No doubt Maynard must have felt she was fulfilling her father’s dreams, for during the fall and on into the winter, while she lived with Salinger, who worked regularly on writing he did not intend to publish, Maynard herself worked on a memoir called Looking Back, a book based on her Times Magazine cover story. One highlight of the long winter was the trip Salinger and Maynard made into Manhattan when, one day, Salinger bought her a coat and then took her to lunch to meet his friend William Shawn.
Mostly, Maynard and Salinger stayed in Cornish and wrote. When they were not working, Maynard puttered around the house, which she later described as being furnished in a “pedestrian” fashion. Salinger liked to lecture her on the advantages of homeopathic medicine and on Zen Buddhism.
The sex life of Maynard and Salinger, Maynard has told people, consisted only of oral sex. The arrangement was Maynard’s decision rather than Salinger’s. Even then, however, one of Maynard’s life ambitions was to have a family, but Salinger had made it clear that he had no intentions of having any more children, and the issue became a source of contention between them over the winter. Finally, in the late spring, when the couple traveled to Florida on a vacation, the conflict reached a breaking point. They were lounging on the beach when Salinger finally gave her his own unqualified answer: If that’s what she wanted, then their relationship was over. When they got back to Cornish, she should move her things out. It was at this point, as Maynard later described it to a friend, that she stood up from the beach, brushed the sand off her arms and legs, and left. Her affair with Salinger was over. It had lasted ten months.
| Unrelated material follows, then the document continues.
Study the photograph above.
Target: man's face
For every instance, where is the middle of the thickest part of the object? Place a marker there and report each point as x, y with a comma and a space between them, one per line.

The grey-haired man turned his head again toward the girl, perhaps to show her how forbearing, even stoic, his countenance was.
--Pretty Mouth and Green My Eyes”
In 1981, the actress Elaine Joyce was working on a short-lived television series called Mr. Merlin when she received an interesting piece of mail. The widow of singer Bobby Van, Joyce was 36 at the time. The letter was from J. D. Salinger. “I was doing a series,” says Joyce, “and he wrote me a letter. I get fan mail all the time, but I was shocked. I really didn’t believe it. It was a letter of introduction to me about my work.” Joyce responded, just as Maynard had; and in this case, as well, a sustained correspondence followed. “It took me forever,” she says, “but I wrote back, and then we wrote to each other quite a bit.” As he had with Maynard, Salinger eventually arranged for the two of them to meet, and they began a relationship. The couple spent a lot of time in New York. “We were very, very private,” Joyce admits, “but you do what you do when you date -- you shop, you go to dinner, you go to the theater. It was just as he wanted it.” The only real suggestion the public had that the two were involved occurred in May 1982, when the press reported that Salinger showed up for an opening night at a dinner theater in Jacksonville, Florida, where Joyce was appearing in the play 6 Rms Riv Vu. But to conceal their affair, Joyce denied knowing him. “We were involved for a few years all the way through the middle eighties,” Joyce says. “You could say there was a romance.”
That romance ended in the late eighties when Salinger met Colleen O’Neill, a young woman from New Hampshire who was the director of the annual Cornish town fair. “Jerry used to come and walk around the fairgrounds with her,” says Burnace Fitch Johnson, a former Cornish town clerk. “Colleen would have to repeat things to him when people spoke to him, because he’s quite deaf.”
Their relationship developed to the point where, as of 1992, when the New York Times ran a story about a fire at Salinger’s house, the reporter identified Colleen as being “his wife.” She was also, according to the newspaper, “considerably younger than her husband.”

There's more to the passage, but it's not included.